Yoav Gallant, the country’s defence minister, called Lloyd Austin, his US counterpart, “several minutes” before the pagers began exploding, to tell him that an operation in Lebanon was coming, according to the Axios website. No specifics were shared, and the state department said the US was not forewarned of the attack plan – though Gallant’s phone call comes close to an acknowledgment of responsibility.
But however sophisticated the planning, the reality is that many civilians were harmed as the pagers exploded. One video captured a pager exploding in a grocery store; others showed adults and children in hospital with severe penetrating traumatic injuries to their heads, bodies and limbs. Human Rights Watch, a monitoring group, said human rights law “prohibits the use of booby traps … precisely to avoid putting civilians at grave risk”.

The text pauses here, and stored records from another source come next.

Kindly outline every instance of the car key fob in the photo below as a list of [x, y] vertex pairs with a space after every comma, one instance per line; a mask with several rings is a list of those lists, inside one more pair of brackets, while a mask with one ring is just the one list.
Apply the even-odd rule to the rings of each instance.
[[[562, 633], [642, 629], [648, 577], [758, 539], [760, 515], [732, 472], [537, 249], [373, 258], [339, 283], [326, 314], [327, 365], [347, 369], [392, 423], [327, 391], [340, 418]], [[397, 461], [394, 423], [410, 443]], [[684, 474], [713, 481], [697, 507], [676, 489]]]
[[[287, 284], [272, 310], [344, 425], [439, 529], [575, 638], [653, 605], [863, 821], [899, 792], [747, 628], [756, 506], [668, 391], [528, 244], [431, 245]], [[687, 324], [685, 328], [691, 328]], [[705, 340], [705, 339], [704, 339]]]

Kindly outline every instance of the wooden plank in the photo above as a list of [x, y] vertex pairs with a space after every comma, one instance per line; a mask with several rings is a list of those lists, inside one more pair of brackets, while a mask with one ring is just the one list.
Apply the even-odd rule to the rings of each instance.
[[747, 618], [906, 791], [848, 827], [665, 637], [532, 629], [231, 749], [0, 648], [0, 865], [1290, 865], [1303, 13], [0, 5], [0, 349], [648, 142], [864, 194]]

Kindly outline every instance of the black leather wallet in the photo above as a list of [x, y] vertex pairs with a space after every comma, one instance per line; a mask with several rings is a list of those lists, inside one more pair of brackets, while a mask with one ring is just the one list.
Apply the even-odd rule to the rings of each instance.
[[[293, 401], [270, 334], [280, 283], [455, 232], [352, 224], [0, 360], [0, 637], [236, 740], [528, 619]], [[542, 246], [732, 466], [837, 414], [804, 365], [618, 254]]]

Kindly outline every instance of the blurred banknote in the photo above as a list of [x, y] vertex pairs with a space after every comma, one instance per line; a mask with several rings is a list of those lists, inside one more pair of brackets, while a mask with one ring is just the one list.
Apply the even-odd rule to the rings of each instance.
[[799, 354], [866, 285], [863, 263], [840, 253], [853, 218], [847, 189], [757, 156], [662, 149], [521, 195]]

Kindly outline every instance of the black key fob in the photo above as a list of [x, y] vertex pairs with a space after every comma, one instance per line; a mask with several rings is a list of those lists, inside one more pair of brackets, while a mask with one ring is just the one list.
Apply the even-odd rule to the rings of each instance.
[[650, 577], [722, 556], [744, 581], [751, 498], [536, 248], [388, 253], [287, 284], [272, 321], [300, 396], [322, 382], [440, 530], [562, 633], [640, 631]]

In the immediate aftermath, Yossi Melman, a co-author of Spies Against Armageddon and other books on Israeli intelligence, asked “why would you waste a valuable intelligence asset that could be used in a more urgent time” amid fears of an all-out war between Israel and Hezbollah. But it appears Israel has been wanting to step up its attack on the militant group, two days after its security cabinet said allowing 60,000 displaced people to return safely to their homes in the north of the country was now a war aim.
Hokayem argued that the pager operation, followed now by the walkie-talkie attack, “represents a humiliating blow and a major operational-security failure for Hizbullah”, already reeling from the assassination by airstrike of its top military commander in July. “The large number of casualties and their distribution across the country have had a deep impact on Lebanese society and on Hezbollah’s constituency,” he concluded. But it is also likely to risk retaliation and an intensification of hostilities as both sides teeter on the brink of war.